As I assume a reader may presume (That was deliberate), I don't love Money. I love the brilliance of our economic system and the empowerment, possibility, and opportunity to harvest profit for the future. That is how money should be viewed. It's not the object the should be loved. It is the system. It is putting away profit, from work, for future needs. 

But our economic system has the time-value factor. Your money will lose value, if sitting idle. It needs to buy assets that can generate or later be sold for a profit. It is an employee!

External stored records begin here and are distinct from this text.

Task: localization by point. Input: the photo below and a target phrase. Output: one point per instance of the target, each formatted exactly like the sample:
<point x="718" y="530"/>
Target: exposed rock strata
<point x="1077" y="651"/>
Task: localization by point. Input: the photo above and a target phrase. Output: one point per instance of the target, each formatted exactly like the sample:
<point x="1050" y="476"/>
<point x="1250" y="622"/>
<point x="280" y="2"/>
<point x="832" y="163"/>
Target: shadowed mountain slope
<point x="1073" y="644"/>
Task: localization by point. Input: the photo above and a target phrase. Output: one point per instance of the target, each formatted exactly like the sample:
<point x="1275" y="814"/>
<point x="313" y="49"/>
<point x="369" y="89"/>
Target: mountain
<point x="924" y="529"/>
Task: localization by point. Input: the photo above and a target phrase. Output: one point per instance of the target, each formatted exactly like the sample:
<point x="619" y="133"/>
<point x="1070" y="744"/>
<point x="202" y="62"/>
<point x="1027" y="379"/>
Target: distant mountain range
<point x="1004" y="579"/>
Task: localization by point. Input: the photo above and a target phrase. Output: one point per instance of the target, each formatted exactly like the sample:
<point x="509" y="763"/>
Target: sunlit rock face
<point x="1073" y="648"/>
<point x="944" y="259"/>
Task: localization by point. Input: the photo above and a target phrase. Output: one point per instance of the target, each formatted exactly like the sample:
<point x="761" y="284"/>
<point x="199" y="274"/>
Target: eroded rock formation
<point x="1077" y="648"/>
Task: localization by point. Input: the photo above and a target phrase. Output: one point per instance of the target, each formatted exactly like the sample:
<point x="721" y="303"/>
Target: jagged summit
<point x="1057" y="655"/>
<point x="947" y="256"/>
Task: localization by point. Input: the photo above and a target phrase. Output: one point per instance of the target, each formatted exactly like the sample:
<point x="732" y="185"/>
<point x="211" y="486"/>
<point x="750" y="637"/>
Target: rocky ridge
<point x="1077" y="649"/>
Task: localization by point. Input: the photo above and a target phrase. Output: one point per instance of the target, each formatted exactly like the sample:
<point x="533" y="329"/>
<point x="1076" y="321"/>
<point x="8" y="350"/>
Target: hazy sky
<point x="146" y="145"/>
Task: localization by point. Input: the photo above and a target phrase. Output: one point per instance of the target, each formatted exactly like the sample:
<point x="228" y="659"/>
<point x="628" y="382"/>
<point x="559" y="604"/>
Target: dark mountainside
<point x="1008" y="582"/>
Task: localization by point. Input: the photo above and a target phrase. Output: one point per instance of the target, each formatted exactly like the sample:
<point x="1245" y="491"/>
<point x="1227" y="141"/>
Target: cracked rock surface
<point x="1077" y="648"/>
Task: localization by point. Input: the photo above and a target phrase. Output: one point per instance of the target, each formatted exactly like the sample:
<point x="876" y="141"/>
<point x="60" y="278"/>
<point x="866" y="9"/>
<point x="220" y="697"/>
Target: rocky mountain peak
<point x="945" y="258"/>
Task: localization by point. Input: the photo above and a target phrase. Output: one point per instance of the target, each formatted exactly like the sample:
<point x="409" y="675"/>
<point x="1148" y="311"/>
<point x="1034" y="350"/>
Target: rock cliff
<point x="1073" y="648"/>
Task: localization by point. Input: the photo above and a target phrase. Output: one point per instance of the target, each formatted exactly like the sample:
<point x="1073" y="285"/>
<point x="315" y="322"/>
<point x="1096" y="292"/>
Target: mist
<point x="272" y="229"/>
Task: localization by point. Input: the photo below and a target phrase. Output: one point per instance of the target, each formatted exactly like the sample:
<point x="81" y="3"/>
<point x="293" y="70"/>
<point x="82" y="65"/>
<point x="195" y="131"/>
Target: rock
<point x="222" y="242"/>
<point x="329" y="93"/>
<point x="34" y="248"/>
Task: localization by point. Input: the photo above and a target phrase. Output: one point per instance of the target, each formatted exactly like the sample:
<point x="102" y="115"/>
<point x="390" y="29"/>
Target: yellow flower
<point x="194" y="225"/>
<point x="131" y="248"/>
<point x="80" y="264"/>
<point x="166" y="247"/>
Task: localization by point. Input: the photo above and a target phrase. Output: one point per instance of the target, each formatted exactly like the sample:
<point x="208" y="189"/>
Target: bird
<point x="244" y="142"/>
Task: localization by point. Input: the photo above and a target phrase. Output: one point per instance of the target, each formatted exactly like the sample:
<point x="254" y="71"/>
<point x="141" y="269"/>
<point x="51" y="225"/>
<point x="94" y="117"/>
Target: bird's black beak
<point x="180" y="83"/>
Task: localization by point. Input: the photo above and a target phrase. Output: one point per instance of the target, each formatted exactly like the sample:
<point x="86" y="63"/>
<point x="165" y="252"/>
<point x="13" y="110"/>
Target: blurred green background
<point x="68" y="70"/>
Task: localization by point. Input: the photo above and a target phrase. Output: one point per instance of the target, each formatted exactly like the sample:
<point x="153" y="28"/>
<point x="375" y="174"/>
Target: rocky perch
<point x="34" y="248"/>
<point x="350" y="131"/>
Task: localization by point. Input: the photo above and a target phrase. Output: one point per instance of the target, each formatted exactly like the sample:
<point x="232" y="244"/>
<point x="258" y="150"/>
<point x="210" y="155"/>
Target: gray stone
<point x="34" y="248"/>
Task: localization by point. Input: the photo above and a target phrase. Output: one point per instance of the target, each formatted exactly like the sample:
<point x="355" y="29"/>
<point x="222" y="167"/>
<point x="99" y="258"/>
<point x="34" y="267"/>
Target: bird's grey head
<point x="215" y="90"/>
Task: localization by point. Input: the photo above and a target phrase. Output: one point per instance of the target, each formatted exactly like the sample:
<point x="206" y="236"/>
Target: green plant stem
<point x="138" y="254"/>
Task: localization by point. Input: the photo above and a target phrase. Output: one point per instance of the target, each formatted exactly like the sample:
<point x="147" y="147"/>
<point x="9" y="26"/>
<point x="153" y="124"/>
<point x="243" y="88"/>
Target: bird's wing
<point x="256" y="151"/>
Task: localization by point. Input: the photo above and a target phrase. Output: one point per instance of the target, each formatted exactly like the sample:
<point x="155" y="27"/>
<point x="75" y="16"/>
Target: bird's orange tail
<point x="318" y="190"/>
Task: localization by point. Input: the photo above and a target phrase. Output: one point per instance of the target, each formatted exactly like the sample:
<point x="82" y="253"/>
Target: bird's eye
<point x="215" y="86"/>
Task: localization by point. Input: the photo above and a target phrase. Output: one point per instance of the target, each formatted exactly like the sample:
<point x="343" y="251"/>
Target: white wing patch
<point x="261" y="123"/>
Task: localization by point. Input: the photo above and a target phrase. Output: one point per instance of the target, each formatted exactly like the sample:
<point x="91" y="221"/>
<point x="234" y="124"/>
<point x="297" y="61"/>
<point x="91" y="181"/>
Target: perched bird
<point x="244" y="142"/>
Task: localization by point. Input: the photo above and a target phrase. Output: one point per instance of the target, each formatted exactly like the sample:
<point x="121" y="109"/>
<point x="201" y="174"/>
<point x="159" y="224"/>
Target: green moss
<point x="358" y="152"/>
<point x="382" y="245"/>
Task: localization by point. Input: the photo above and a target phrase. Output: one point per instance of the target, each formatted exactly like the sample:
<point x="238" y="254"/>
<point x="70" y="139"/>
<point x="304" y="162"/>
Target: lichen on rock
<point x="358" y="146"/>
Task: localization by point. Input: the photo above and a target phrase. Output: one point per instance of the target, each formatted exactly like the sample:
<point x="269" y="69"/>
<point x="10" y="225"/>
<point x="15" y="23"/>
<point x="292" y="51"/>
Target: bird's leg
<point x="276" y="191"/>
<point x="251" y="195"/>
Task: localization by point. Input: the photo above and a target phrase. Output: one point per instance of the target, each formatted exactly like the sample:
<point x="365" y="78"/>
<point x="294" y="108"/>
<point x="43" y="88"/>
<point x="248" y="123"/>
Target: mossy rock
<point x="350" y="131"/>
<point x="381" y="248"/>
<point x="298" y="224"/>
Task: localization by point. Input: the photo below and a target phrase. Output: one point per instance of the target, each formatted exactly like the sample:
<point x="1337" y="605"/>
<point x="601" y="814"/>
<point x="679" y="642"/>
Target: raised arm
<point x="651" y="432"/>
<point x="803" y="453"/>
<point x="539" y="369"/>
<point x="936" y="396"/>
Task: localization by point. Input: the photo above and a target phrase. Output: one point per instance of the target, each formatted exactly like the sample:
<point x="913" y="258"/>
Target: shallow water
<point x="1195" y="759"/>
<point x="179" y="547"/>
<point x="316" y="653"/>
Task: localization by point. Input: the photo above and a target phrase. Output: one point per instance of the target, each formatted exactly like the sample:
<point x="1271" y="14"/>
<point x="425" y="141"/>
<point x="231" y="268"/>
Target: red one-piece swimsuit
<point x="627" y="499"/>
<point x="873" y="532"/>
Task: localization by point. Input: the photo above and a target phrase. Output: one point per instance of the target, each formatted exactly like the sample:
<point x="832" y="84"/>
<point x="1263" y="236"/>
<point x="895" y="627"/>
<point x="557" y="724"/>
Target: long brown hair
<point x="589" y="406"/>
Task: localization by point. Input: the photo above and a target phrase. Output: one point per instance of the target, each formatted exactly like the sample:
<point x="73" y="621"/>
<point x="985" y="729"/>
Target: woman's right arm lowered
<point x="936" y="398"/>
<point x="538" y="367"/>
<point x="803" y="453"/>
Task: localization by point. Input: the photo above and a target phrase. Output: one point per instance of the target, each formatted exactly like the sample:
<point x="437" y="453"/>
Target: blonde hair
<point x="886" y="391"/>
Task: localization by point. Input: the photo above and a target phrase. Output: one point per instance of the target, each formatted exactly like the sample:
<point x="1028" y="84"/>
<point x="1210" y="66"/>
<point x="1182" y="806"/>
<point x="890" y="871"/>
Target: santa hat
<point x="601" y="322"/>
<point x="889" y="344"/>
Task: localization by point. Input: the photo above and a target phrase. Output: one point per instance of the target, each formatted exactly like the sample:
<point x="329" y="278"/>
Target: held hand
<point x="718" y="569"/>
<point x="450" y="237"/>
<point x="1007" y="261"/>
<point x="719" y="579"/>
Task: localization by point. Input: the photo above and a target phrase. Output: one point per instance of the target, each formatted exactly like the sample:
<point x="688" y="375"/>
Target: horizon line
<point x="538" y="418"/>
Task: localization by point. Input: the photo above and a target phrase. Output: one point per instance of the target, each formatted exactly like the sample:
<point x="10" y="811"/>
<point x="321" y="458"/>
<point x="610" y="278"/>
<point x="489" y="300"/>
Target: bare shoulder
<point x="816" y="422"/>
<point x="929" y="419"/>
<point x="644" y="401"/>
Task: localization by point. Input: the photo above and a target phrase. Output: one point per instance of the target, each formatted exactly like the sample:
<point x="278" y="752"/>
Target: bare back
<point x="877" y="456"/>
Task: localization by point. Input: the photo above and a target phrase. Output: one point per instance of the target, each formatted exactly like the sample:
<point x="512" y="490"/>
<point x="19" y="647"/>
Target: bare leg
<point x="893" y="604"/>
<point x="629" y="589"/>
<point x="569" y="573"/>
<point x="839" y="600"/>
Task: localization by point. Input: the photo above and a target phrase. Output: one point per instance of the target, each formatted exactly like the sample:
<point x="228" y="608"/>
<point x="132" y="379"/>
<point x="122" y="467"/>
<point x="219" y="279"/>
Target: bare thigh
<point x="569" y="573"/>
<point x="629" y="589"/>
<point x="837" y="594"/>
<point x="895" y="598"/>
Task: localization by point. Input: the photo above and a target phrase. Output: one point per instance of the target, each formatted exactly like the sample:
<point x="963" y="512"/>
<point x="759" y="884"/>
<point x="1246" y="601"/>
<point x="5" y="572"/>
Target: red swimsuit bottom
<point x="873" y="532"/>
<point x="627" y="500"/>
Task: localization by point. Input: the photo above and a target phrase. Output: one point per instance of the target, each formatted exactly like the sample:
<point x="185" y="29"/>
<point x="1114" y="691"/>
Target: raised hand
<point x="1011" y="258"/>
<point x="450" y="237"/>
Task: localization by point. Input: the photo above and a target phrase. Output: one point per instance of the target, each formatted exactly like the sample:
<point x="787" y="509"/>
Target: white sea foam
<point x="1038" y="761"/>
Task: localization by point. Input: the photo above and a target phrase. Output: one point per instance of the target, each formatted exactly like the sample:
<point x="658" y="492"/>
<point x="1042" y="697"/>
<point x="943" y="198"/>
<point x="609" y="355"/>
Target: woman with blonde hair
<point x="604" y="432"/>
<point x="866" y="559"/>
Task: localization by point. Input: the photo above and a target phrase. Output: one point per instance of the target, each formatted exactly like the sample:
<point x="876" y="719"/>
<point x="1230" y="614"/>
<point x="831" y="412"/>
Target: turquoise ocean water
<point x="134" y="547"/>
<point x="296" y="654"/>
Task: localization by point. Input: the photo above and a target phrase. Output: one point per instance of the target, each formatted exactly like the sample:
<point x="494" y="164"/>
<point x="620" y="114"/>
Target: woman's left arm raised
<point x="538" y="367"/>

Considering John recently passed away, I reflect on the Bible. In the Prophecies, specifically the Book of Jeremiah, was a Teaching. The Lord presented to Jeremiah two Baskets of Figs. He asked Jeremiah, "What do you see?". Jeremiah replied, "I see two baskets of Figs my Lord". The Lord spoke, "No Jeremiah, the one basket has firm figs, the other rotten".  


That lesson is outlined as, "You can't judge a book by it's cover". I believe the Biblical lesson is much more plausible in delivering a message, "It's hard to Judge from sight alone". But Jeremiah could have asked to smell them, touch them, even taste the figs. I know I am no different than Jeremiah. You too. I see this relevant to Investment decisions.

I don't want to make decisions of financial importance for anyone. I will for myself and those I am Trustee. But Investments should be garnered as the Figs in the Baskets. Don't just look at the basket of Figs. Use your other senses to decide. Look carefully at a Mutual Fund, ETF, or Investment Plan that is similar. See what's in the Basket.